By Pete Borello
Community College Roundup
Track & Field
A community college tennis team with a long tradition of collecting championship hardware fell on hard times in 2002.
The Foothill College men’s program - which won 26 conference titles, 21 Northern California crowns and 13 state championships during Tom Chivington’s 34-year reign as coach - came up empty this season.
“It was a rough year,” said Dixie Macias, who took over for the retired Chivington last season. “Tom lost one conference match the whole time he was here; I lost three this year.”
Macias also lost players. What started out as a 10-man roster dwindled to six by the end of the regular season due to injuries and academic troubles.
“We started really well against the four-year schools,” Macias said of the Owls’ preseason success against NCAA teams. “Then the wheels started coming off whatever we were driving - which must have been a Yugo.”
Although disappointing by school standards, Foothill’s 9-3 Coast Conference mark still proved good enough to make the eight-team Northern California playoffs. But Macias turned down the invitation because not enough of his remaining players were living up to what he called “their academic responsibilities.”
The coach did send four players to the individual portion of the NorCal tournament, held May 3 in Modesto. The Owls’ top two players - Kevin Harris and Peter Mayer - participated in both the singles and doubles competition, while Mike Green and Nathan Brown played as a doubles team. All of them were eliminated in the early rounds.
Macias still managed to find some positives about the 2002 season, starting with sophomores Mayer and Green.

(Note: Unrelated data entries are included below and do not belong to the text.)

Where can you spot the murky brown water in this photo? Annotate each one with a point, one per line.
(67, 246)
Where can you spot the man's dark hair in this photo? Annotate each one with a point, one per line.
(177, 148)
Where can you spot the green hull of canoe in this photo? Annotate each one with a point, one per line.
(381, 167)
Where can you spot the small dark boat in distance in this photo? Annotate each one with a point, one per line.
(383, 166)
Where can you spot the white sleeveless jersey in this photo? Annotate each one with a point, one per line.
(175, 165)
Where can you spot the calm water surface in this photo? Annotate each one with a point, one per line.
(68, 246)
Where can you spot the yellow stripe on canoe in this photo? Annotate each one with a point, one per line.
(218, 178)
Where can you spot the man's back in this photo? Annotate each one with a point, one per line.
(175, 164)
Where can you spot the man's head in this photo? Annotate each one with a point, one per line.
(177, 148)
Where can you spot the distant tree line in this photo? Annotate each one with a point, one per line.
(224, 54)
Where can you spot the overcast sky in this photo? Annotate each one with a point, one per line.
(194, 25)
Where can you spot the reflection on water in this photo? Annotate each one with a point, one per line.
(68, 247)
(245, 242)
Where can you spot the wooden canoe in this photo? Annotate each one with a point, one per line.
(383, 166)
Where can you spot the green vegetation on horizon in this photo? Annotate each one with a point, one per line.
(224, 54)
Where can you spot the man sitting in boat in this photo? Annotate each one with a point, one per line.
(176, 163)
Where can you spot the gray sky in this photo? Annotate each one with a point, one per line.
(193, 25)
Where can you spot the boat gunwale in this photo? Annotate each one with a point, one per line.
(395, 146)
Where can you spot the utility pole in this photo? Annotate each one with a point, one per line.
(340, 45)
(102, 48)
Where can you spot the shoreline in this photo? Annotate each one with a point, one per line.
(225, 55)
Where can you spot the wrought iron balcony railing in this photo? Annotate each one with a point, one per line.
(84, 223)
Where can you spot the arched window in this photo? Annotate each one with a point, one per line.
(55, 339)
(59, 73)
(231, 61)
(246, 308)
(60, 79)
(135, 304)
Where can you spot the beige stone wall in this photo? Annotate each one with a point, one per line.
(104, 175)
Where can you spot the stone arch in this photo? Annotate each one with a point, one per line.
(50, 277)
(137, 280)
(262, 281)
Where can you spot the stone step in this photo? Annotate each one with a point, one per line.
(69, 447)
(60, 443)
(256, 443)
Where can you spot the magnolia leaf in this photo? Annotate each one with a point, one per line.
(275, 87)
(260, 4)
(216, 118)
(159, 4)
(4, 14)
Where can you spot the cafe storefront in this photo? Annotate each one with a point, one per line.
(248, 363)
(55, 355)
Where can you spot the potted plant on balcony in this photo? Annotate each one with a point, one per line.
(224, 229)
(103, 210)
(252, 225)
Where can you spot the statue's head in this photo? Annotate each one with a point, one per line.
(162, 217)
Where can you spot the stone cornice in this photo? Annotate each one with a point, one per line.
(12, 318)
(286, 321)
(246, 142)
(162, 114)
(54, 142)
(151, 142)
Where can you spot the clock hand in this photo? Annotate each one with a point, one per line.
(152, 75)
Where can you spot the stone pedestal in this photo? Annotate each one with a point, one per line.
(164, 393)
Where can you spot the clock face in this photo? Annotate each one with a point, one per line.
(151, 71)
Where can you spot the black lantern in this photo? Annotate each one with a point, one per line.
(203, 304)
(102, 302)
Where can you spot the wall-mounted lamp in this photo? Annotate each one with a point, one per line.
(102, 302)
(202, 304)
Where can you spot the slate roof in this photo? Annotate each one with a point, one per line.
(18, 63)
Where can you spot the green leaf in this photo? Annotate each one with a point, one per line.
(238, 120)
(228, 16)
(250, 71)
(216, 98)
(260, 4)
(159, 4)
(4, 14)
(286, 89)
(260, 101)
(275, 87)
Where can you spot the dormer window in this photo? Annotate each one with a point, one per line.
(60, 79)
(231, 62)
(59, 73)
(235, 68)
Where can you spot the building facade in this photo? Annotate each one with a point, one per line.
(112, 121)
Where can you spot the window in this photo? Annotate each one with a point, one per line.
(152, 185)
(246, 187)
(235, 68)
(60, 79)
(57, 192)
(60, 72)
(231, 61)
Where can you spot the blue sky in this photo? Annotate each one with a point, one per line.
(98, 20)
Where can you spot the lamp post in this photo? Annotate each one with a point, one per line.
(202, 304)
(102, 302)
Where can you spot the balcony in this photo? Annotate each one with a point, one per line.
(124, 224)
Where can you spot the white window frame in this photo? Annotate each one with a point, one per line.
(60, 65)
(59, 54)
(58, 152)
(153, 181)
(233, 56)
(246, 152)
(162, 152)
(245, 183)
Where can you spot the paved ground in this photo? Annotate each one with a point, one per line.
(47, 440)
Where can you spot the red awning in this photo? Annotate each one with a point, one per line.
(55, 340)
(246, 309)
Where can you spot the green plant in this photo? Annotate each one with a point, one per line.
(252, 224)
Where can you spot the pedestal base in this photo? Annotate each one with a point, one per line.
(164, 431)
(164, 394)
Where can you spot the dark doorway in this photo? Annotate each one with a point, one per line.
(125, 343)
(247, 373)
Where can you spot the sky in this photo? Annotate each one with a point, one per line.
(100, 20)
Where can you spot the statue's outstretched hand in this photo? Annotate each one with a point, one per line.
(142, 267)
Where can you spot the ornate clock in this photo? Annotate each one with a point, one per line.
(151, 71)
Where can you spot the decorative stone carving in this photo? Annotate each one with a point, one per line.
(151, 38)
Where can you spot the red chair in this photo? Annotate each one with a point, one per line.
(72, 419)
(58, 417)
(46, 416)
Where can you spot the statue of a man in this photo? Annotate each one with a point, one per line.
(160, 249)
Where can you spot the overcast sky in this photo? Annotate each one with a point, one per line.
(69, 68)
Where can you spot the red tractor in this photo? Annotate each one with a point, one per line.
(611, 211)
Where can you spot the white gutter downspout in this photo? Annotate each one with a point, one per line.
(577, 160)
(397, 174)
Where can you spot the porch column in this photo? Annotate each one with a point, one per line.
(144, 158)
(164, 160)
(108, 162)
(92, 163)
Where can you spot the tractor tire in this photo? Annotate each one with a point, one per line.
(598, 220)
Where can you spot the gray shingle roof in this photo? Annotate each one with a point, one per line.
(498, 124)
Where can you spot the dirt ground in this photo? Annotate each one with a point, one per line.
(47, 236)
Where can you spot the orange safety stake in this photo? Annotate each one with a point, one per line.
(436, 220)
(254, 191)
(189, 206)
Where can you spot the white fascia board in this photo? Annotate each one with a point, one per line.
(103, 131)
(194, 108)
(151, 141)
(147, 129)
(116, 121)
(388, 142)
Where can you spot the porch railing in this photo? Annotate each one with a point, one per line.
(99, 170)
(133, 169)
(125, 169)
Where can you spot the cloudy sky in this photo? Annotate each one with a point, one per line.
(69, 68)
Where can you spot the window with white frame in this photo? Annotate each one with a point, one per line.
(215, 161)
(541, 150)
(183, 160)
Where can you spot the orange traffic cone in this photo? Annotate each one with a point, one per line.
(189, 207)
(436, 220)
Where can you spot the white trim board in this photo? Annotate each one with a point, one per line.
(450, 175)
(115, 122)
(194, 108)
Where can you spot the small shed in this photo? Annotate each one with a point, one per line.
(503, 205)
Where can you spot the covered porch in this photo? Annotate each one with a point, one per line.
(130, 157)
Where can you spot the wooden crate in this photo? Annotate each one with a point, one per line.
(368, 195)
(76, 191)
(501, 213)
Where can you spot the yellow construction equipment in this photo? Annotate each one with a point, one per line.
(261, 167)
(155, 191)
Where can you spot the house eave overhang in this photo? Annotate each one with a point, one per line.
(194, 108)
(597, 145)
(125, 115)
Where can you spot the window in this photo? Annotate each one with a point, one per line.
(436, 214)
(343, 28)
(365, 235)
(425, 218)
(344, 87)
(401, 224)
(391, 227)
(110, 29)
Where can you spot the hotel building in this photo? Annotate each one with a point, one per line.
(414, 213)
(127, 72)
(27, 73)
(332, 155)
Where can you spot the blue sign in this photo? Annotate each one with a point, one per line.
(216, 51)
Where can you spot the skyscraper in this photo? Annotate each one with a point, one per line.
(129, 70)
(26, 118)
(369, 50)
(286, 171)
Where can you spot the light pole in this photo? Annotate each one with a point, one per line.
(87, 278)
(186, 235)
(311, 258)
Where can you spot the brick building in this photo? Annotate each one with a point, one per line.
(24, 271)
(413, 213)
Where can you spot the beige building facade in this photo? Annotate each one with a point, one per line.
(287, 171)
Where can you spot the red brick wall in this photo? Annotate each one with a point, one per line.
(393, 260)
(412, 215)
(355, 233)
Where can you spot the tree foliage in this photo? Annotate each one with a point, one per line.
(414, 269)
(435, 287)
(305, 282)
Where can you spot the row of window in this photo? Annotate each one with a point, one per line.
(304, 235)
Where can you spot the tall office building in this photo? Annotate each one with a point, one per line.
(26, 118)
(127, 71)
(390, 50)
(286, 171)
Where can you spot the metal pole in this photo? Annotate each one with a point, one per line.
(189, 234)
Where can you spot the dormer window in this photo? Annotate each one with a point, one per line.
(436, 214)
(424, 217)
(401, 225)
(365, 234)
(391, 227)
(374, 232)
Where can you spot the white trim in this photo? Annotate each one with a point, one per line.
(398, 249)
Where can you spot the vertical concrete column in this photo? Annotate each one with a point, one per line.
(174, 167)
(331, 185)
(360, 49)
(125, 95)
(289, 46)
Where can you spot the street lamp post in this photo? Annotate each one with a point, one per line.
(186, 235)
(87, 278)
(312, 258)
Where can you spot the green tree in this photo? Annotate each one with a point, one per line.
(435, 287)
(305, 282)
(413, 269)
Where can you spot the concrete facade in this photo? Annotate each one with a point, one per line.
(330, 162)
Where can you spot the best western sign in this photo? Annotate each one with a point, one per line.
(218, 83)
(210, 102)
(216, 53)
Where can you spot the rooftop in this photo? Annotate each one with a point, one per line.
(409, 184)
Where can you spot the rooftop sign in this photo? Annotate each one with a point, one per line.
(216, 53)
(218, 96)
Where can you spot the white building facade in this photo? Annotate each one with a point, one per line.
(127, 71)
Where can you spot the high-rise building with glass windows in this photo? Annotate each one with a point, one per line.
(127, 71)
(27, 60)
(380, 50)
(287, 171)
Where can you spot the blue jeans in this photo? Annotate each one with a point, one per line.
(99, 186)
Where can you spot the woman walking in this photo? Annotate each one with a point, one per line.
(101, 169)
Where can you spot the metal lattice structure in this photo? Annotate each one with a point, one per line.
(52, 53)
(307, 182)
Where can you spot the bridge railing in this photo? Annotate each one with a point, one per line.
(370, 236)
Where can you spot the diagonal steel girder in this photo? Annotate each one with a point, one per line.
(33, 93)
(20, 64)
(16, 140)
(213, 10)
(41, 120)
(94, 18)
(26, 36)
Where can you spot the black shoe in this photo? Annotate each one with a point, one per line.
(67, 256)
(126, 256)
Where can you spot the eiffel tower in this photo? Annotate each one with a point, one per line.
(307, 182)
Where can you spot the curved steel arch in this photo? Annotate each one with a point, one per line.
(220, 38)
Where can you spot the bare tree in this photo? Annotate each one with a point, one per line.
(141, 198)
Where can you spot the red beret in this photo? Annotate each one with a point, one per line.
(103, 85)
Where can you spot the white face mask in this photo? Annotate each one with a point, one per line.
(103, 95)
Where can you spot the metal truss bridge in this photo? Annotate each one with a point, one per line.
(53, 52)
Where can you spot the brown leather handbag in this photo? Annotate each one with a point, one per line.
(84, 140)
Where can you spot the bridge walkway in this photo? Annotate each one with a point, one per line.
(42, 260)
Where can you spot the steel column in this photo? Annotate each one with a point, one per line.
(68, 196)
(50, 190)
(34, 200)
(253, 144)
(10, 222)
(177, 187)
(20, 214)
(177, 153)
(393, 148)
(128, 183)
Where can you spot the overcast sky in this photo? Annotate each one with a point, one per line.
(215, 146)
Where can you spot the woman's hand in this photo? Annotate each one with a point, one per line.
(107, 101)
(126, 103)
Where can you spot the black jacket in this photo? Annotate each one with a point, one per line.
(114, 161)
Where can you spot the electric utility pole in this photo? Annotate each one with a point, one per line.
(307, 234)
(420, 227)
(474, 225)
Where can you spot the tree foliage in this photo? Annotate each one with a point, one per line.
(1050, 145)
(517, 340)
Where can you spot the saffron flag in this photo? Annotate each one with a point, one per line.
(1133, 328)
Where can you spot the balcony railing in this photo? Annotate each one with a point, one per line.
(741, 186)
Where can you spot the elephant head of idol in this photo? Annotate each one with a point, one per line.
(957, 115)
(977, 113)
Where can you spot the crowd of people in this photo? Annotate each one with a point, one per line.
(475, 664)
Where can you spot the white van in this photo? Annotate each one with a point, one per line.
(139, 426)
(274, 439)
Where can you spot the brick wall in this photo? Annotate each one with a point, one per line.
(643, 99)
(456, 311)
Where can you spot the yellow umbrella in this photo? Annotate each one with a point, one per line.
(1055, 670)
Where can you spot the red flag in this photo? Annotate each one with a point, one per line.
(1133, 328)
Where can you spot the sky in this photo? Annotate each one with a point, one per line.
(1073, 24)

The 17-year-old Mayer, headed to Cal next year with hopes of making the tennis team as a walk on, may have been Foothill’s most improved player.
“He went from playing No. 6 (singles) last year to No. 2 this year,” Macias said. “He showed tremendous growth as a player and as an individual.”
The coach lauded Green, who plans to transfer to Pepperdine next spring, for his dedication.
“He was there all the time,” Macias said. “He didn’t accomplish all the goals he set for himself, but he was a team player.”
And what did Macias learn from the Owls’ hard-luck season?
“I have to figure out how to recruit more players,” he said. “We need more depth and numbers. I have to try to rectify that next year.”
Los Altos High graduates Pete Bjorklund and Steve Perry will head south this weekend to compete in the state championship meet at Santa Barbara City College.
Bjorklund (College of San Mateo) and Perry (De Anza) qualified for state by finishing in the top six in their respective events at last Saturday’s NorCal meet in Modesto.
Bjorklund placed third in the shot put (55 feet, 7 inches) and fourth in the discus (161-2). Perry finished fifth in the 1,500-meter run (4 minutes, five seconds).